In your opinion, if roottotip gives a significant p-value, but the signal is a bit iffy (excuse the technical language, see the results below) would there be any value in randomising and carrying out the full bactdating analysis?

Many thanks,

Phil

Screenshot 2019-09-03 at 16 32 22

xavierdidelot commented 5 years ago

Hi Phil,

Yes you are correct that this test is based on a permutation of the root-to-tip analysis. I thought this is what was done in Ramsden et al, but actually you're right they did a permutation on the BEAST analysis. This is of course also feasible in BactDating, as mentioned in the discussion of the paper (right at the end of page 9).

The p-value obtained from permuting the root-to-tip analysis is useful to get a quick indication of significance, but it can't fully be trusted since it is based on a regression on points that are not independent.

Another option is to compare two runs of BactDating with correct dates versus with all dates set equal, and this is implemented in BactDating using DIC model comparison, as described in the paper. This has the advantage to only requires to run BactDating one more time, but DIC is known to have limitations.

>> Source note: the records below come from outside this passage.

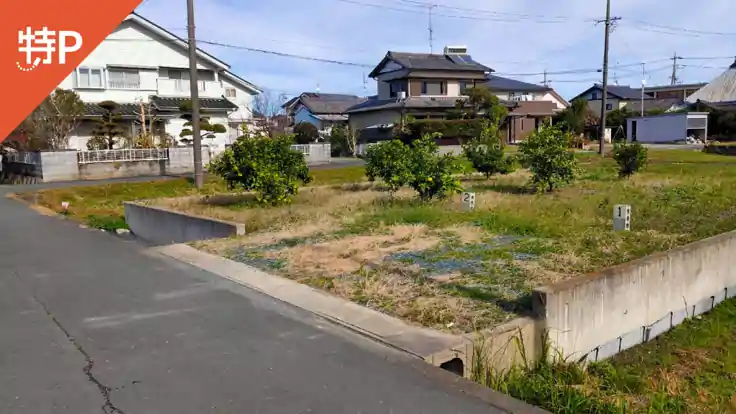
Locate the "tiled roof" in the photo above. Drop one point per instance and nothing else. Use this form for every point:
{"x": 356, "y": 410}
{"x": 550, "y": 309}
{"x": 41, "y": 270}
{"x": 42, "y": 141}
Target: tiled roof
{"x": 617, "y": 91}
{"x": 427, "y": 61}
{"x": 173, "y": 104}
{"x": 411, "y": 103}
{"x": 720, "y": 89}
{"x": 497, "y": 83}
{"x": 329, "y": 103}
{"x": 652, "y": 104}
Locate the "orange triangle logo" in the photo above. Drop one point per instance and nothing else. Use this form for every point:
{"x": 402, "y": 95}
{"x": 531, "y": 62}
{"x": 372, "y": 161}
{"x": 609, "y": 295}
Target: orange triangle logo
{"x": 43, "y": 41}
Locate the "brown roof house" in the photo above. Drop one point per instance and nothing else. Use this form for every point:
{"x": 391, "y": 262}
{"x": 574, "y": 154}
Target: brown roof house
{"x": 427, "y": 86}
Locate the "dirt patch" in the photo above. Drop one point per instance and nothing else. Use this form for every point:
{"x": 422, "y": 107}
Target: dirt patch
{"x": 347, "y": 255}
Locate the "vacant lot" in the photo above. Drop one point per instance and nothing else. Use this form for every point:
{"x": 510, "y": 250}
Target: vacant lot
{"x": 689, "y": 370}
{"x": 436, "y": 264}
{"x": 102, "y": 205}
{"x": 440, "y": 266}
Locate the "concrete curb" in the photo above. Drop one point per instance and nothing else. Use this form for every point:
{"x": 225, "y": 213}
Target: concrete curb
{"x": 164, "y": 226}
{"x": 423, "y": 343}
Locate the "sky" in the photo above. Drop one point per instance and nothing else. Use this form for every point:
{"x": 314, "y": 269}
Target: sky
{"x": 519, "y": 39}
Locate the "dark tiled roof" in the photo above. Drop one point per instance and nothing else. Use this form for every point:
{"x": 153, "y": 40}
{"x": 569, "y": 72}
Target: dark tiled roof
{"x": 173, "y": 104}
{"x": 329, "y": 103}
{"x": 426, "y": 61}
{"x": 652, "y": 104}
{"x": 617, "y": 91}
{"x": 126, "y": 110}
{"x": 497, "y": 83}
{"x": 411, "y": 103}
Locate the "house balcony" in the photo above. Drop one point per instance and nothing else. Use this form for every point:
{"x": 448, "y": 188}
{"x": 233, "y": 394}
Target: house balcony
{"x": 179, "y": 88}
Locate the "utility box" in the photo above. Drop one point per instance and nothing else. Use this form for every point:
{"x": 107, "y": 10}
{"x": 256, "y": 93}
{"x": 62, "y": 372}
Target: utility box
{"x": 468, "y": 200}
{"x": 621, "y": 217}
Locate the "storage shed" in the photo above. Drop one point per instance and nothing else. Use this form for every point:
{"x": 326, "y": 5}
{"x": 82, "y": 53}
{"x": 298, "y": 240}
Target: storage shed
{"x": 668, "y": 127}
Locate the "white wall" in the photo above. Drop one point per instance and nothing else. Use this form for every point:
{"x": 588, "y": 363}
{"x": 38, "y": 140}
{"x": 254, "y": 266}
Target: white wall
{"x": 131, "y": 46}
{"x": 243, "y": 98}
{"x": 666, "y": 128}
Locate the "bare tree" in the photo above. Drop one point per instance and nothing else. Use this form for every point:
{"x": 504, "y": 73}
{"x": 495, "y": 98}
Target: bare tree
{"x": 266, "y": 109}
{"x": 50, "y": 124}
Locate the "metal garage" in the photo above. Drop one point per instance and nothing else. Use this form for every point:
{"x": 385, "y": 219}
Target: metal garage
{"x": 668, "y": 128}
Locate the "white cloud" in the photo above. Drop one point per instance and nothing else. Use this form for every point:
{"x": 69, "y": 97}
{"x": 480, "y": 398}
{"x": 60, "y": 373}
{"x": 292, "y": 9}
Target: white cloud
{"x": 511, "y": 39}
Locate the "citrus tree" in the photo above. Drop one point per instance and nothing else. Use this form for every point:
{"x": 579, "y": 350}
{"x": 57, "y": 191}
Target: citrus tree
{"x": 547, "y": 155}
{"x": 267, "y": 166}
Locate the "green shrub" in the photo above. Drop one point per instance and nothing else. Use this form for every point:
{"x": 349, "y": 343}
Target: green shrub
{"x": 266, "y": 166}
{"x": 486, "y": 154}
{"x": 305, "y": 133}
{"x": 458, "y": 128}
{"x": 547, "y": 155}
{"x": 418, "y": 166}
{"x": 388, "y": 161}
{"x": 432, "y": 175}
{"x": 631, "y": 158}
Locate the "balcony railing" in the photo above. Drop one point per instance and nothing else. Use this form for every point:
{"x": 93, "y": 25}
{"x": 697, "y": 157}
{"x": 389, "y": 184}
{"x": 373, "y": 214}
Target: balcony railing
{"x": 125, "y": 84}
{"x": 180, "y": 87}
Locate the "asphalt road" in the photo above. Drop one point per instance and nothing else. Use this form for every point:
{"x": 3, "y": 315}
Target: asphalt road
{"x": 94, "y": 323}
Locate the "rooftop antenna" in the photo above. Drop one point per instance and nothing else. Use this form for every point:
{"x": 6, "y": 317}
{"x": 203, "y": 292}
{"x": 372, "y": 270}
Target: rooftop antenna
{"x": 431, "y": 30}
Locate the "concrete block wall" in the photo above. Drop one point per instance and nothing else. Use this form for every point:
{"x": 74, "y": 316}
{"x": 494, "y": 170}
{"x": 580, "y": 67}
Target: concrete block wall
{"x": 604, "y": 313}
{"x": 63, "y": 166}
{"x": 319, "y": 154}
{"x": 59, "y": 166}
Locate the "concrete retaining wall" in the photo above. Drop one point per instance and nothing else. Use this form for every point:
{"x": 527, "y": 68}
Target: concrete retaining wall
{"x": 607, "y": 312}
{"x": 163, "y": 226}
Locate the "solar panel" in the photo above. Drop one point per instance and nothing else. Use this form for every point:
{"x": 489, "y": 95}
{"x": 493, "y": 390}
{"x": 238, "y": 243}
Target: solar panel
{"x": 456, "y": 59}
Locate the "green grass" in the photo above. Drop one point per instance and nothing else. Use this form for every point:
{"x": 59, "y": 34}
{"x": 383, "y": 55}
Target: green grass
{"x": 688, "y": 370}
{"x": 101, "y": 206}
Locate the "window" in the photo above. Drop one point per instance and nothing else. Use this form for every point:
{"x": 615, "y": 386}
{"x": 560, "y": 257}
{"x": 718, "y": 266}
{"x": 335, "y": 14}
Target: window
{"x": 89, "y": 78}
{"x": 433, "y": 88}
{"x": 397, "y": 86}
{"x": 175, "y": 74}
{"x": 123, "y": 78}
{"x": 464, "y": 85}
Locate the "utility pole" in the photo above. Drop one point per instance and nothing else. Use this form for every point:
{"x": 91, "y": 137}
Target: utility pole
{"x": 194, "y": 92}
{"x": 604, "y": 100}
{"x": 643, "y": 82}
{"x": 431, "y": 30}
{"x": 673, "y": 77}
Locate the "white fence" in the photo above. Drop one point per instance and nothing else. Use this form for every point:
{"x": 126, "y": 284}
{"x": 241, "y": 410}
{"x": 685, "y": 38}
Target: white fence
{"x": 122, "y": 155}
{"x": 314, "y": 153}
{"x": 31, "y": 158}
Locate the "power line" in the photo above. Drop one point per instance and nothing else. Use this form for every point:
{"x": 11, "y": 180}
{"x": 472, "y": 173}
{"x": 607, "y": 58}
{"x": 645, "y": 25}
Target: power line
{"x": 416, "y": 8}
{"x": 660, "y": 28}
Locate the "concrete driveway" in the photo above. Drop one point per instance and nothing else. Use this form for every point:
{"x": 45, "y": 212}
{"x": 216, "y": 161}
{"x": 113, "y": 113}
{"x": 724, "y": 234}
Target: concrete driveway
{"x": 94, "y": 323}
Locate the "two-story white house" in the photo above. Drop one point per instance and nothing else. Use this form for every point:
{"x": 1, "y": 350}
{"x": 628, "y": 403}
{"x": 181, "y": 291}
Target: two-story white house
{"x": 141, "y": 62}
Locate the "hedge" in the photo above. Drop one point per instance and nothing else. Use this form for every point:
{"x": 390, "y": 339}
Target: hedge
{"x": 456, "y": 128}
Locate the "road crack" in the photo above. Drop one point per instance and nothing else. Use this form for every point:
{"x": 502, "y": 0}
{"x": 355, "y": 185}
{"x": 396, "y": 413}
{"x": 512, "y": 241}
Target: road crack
{"x": 108, "y": 407}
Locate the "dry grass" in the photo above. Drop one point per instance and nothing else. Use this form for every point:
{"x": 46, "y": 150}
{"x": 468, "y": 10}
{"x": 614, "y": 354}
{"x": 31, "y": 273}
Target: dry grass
{"x": 347, "y": 255}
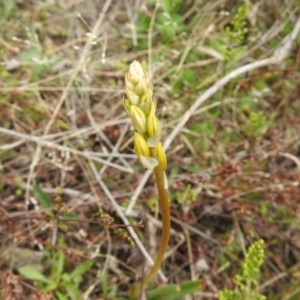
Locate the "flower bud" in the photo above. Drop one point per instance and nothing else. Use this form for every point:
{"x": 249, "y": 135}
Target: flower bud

So if you want to really do the best you can in terms of testing the strength of the temporal signal in your dataset it would indeed be a good idea to do permutation test of sampling dates on the BactDating analysis. In your case 100 duplications would probably be quick and enough and I would expect you to find that the estimated clock rate is higher with the correct dataset than with any of the permutations.

Best wishes, Xavier

flashton2003 commented 5 years ago

Thanks Xavier!